Dans son rapport du 1er octobre 2019, le docteur A a conclu à la stricte impossibilité d’identifier une pathologie séquellaire en relation directe et certaine avec l’événement du 22 août 2012 et de proposer un taux d’incapacité permanente partielle, en raison l’absence de compte rendu de consultation ou d’imagerie venant documenter les lésions initiales sommairement décrite le 22 aout 2012, ni compte-rendu opératoire dont la nature exacte et la date de réalisation. Il a justement relevé que le certificat médical final faisait état d’une « luxation récidivante de l’épaule » sans pouvoir déterminer l’existence d’antécédent. Il a en outre rappelé, tout comme le médecin consultant, que « l’examen du médecin conseil (était ) réalisé uniquement en actif, n'(était) pas comparatif avec le côté opposé dominant. L’abduction et la rotations internes et externes (n’étaient) pas mesurées. Les mensurations périmétriques (n’étaient) pas renseignées permettant de valider une sous-utilisation du membre supérieur non dominant depuis plusieurs années ».

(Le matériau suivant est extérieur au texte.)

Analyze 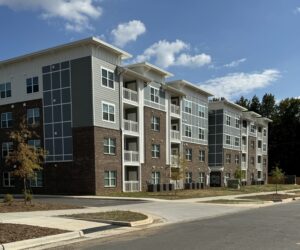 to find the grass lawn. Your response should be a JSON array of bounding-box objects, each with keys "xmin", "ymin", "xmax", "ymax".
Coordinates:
[
  {"xmin": 102, "ymin": 184, "xmax": 300, "ymax": 200},
  {"xmin": 64, "ymin": 210, "xmax": 148, "ymax": 222},
  {"xmin": 0, "ymin": 223, "xmax": 68, "ymax": 244}
]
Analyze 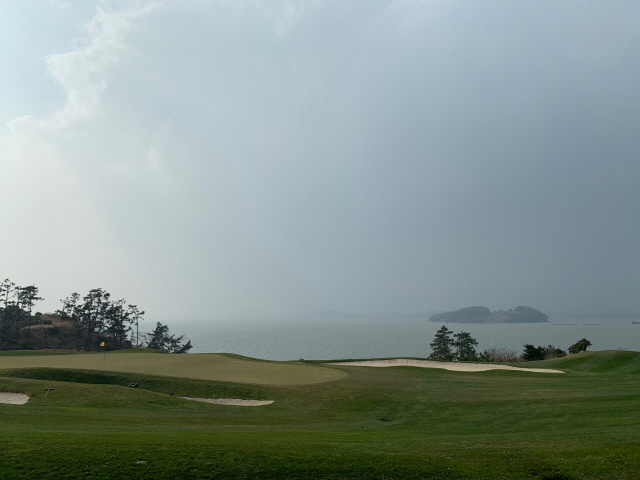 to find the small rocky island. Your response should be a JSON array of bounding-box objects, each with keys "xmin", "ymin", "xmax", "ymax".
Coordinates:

Ainsi, aucune des pièces versées aux débats ne permettent de contredire les constatations médicales du médecin consulté en première instance.
En conséquence, le jugement déféré, qui a entériné le rapport du médecin consultant, sera confirmé en toutes ses dispositions.

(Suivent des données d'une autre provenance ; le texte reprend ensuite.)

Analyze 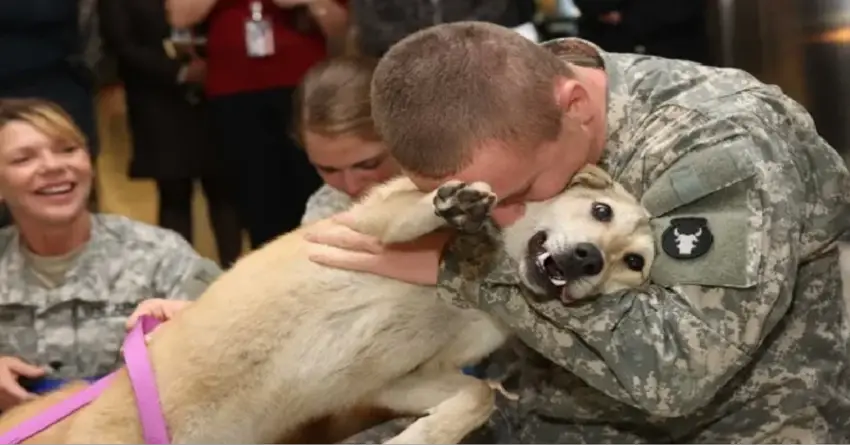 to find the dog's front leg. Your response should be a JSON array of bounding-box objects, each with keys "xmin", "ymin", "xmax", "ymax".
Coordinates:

Cependant, la demande présentée en appel par la société Randstad de voir déclarer l’arrêt à intervenir commun et opposable à la société France Boissons Sud-Est, qui n’a pas été présentée devant le premier juge, est irrecevable en appel par application des dispositions de l’article 564 du code de procédure civile, observation de surcroît faite de ce que l’intimée n’a pas jugé utile d’attraire à la cause la société en question.
Sur les dépens
La CPAM du Var, appelante, et qui succombe, supportera les dépens de l’instance.
PAR CES MOTIFS,
La Cour statuant publiquement par décision contradictoire,
- Confirme en toutes ses dispositions le jugement du 19 novembre 2019.
Y ajoutant,
- Déclare irrecevable la demande présentée par la société Randstad de voir déclarer le présent arrêt commun et opposable à la société France Boissons Sud-Est.
- Condamne la caisse primaire d’assurance-maladie du Var aux éventuels dépens de l’instance.